Confusion about writing/reading and decoding frames and frame formats - two way ranging

In the application note “APS013: DW1000 and two-way ranging”, pg 6 - section 2.3.1 “General ranging frame format” there is a brief explanation of the frame format set out in the 802.15.4-2011 std.

Seeing as I don’t have a copy of the standard, nor would I fancy spending 255USD in acquiring this document, and Decawave’s documentation doesn’t provide a clear understanding of this issue beyond auto-appending of the FCS octet, I am turning to the forums for clarification.

Is anyone able to share information regarding the following:

  • In fig 4, there are hex values underneath the Frame Control and PAN ID octets, are these default values?

  • How much of these raw frames must be written/read by the host? Are we only meant to write the message portion? If note, is there any portion of the frame that is extracted from other registers (apart from the automatically incremented sequence number and the auto-generated CRC placed in the FCS octect) i.e. PAN ID, FC (Frame Control), Dest Addr, Src Addr etc… ?

  • If configuring a raw frame is necessary, does anyone have the bit encodings for the Frame Control, PAN ID, Dest Addr, Src Addr octets? Most importantly the Frame Control octets.

  • On a slightly related note: if writing and reading raw frames is not necessary, is a ‘range init’ frame sent automatically or does the host need to decode the blink frame and respond?

Any information or guidance would be greatly appreciated.

Kind Regards,
medicineman25

Ok so I can see now that the entire raw frame needs to be written. That’s fine.

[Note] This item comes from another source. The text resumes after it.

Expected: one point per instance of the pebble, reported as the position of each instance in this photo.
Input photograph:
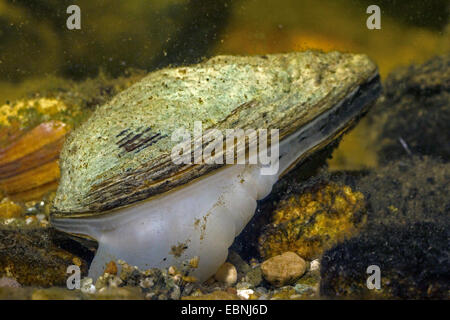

However, I am still at a loss as to the MAC headers for each message format. If anyone could share this information that would be great, because I’m not shelling out $500 for two standards (one an amendment) that I don’t actually need, outside of one small piece of information that quite frankly: should have been freely distributed with this product.

The way I look at it is that if you need to be compatible with the standard then buying a copy is probably a good idea, if not for this detail then for other details at higher levels within the protocol.

If you don’t need to be compatible with the standard then do whatever you want and don’t worry about it.

Yeh definitely, I get that a payload can be arbitrary or to a standard… but so what you’re saying is this portion of the frame has precisely zero bearing on anything functionality-wise except standards compliance?

Ok cool. I’ll just do something arbitrary for dev until I need compliance.